Jurista critica "chantagem" de Sissoco Embaló
21 de outubro de 2021O ano legislativo começa a 4 de novembro na Guiné-Bissau, mas a Assembleia Nacional Popular não prevê debater a proposta da revisão constitucional do Presidente Umaro Sissoco Embaló. Em vez disso, deverá debater a proposta para uma nova Constituição elaborada por uma comissão criada pelo próprio Parlamento.
A decisão não agradou a Sissoco Embaló, que admitiu dissolver a Assembleia Nacional "num segundo".
"A Assembleia tem os dias contados. Posso dissolver o Parlamento hoje, amanhã, no próximo mês ou no próximo ano. A dissolução do Parlamento está na minha mão. A verdade é que me estão a dar motivos para que possa dissolver o Parlamento", referiu o chefe de Estado na quarta-feira (20.10).
"O Parlamento deve saber que o Presidente Umaro Sissoco Embaló não é qualquer um".
Na sexta-feira (22.10), Sissoco Embaló deverá receber em Bissau uma missão de constitucionalistas da Comunidade Económica dos Estados da África Ocidental (CEDEAO), que apoia o processo de revisão da Constituição guineense.
Em entrevista à DW África, o advogado guineense Fodé Mané refere que o Presidente da República deveria ter pesado melhor as suas palavras. O Parlamento não pode ser dissolvido de ânimo leve, lembra o jurista. Além disso, a dissolução poderá não resolver os problemas de Sissoco Embaló.
DW África: Que enquadramento faz das declarações de Umaro Sissoco Embaló?
Fodé Mané (FM): É sempre uma estratégia de tentar dissolver o Parlamento, porque tem dificuldade de coabitar com um órgão que tem uma opinião ou poderes totalmente diferentes. Portanto, confirma-se cada vez mais a sua vocação de tentar ser o único senhor detentor de todos os poderes. Porque tudo o que o Parlamento faz - ao agendar a sua própria reunião - está dentro das suas competências. Está dentro das atribuições de um Parlamento normal.
DW África: Mas Sissoco Embaló sublinha que a decisão "está nas suas mãos", que pode dissolver o Parlamento quando quiser.

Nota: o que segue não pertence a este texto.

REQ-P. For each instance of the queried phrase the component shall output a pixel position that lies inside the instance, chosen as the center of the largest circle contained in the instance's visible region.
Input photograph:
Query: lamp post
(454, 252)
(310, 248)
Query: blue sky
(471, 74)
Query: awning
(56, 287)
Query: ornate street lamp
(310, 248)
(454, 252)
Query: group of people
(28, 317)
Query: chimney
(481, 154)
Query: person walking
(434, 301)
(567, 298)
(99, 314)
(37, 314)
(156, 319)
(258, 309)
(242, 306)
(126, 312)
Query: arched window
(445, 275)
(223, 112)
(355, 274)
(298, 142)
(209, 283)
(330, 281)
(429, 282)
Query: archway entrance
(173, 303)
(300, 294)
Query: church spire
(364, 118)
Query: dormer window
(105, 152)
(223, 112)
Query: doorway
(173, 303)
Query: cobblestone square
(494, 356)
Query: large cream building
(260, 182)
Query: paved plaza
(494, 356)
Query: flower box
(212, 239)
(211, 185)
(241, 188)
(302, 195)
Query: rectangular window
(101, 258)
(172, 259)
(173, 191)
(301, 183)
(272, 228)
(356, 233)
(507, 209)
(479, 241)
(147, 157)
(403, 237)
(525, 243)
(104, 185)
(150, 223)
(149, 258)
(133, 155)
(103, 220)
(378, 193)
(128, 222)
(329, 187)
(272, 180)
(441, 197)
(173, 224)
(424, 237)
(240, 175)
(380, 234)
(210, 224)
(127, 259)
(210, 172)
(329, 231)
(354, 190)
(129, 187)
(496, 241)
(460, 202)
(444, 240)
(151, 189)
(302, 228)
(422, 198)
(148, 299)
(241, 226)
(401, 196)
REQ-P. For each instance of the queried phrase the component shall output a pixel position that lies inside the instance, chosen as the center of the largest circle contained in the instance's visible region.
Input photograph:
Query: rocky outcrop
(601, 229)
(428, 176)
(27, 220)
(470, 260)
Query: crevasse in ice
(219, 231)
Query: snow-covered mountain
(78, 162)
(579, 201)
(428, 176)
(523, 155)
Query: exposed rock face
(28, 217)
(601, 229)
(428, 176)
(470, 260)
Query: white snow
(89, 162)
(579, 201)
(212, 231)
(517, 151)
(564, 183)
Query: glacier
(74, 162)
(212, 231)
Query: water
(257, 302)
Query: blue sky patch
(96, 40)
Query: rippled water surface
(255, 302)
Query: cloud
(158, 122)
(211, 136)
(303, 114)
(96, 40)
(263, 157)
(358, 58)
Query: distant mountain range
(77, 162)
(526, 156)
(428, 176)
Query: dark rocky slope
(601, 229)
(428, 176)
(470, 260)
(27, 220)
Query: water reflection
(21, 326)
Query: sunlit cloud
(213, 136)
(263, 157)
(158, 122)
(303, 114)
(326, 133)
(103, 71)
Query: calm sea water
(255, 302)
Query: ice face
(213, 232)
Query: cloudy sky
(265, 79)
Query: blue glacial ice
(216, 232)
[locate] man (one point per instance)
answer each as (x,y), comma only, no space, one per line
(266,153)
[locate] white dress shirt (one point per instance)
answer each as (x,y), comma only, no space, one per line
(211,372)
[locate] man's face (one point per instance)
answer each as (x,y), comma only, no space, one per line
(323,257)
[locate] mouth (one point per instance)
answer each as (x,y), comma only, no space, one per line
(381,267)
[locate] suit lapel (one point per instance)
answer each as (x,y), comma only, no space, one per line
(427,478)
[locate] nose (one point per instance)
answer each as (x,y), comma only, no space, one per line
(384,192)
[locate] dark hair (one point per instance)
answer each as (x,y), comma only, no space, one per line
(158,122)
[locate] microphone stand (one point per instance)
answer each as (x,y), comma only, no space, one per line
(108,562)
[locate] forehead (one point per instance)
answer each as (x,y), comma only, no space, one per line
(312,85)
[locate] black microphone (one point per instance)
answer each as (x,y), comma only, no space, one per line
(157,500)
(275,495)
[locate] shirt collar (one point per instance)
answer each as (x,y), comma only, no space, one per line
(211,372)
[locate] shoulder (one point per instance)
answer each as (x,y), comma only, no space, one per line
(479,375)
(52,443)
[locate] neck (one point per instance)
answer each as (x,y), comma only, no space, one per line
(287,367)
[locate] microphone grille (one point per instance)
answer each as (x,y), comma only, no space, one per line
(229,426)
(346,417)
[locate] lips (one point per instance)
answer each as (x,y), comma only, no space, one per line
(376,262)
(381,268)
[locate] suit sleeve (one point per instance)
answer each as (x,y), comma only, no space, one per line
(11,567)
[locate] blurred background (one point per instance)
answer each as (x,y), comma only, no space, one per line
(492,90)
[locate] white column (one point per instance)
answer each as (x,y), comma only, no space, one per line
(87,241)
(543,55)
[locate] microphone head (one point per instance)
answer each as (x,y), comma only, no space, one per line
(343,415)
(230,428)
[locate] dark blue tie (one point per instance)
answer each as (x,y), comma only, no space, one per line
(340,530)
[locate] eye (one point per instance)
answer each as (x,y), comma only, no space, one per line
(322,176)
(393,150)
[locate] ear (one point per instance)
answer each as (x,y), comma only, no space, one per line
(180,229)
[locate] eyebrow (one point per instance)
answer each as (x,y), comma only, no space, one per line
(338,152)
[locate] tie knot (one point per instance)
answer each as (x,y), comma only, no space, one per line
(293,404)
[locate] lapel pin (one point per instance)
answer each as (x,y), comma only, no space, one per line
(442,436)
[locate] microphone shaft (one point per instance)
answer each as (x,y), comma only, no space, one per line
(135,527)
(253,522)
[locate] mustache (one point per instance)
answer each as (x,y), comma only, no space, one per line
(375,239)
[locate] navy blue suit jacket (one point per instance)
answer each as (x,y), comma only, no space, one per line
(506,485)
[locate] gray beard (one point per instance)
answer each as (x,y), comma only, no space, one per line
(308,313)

FM: Pode fazê-lo [se tiver] um entendimento muito "personalista" das circunstâncias. A lei diz que [só] em situações de graves crises é que se pode dissolver o Parlamento, quando o Governo não tem o suporte do Parlamento ou as leis não são aprovadas. Mas a consequência da dissolução é a convocação de eleições antecipadas.
Em termos legais, isso não permite ao Presidente formar um Governo de iniciativa presidencial. É o Governo em gestão que prepara as eleições. Por isso, se [o Presidente] der certos passos, navegará em águas em que não conhece a sua profundidade.
DW África: Acha que o Presidente da República está a chantagear os partidos com representação parlamentar?
FM: A sensação que tenho é que está apenas a chantagear, porque já sabe que, sem o atual Governo, enfrentará dificuldades. E este Governo já não tem apoio. Mesmo no ano passado, vimos coisas um pouco cómicas: ministros foram exonerados num domingo, foram votar o Orçamento na segunda-feira e voltaram a ser nomeados na terça-feira. Agora, com os últimos acontecimentos, principalmente deste ano, dentro do PRS e do próprio MADEM, e ainda com a forma como se fez a remodelação governamental, sabemos que nada foi consolidado. O que se reforçou é a ideia de que há cada vez mais descontentes e mais divisão, sendo cada vez mais difícil para o Governo ter apoio parlamentar.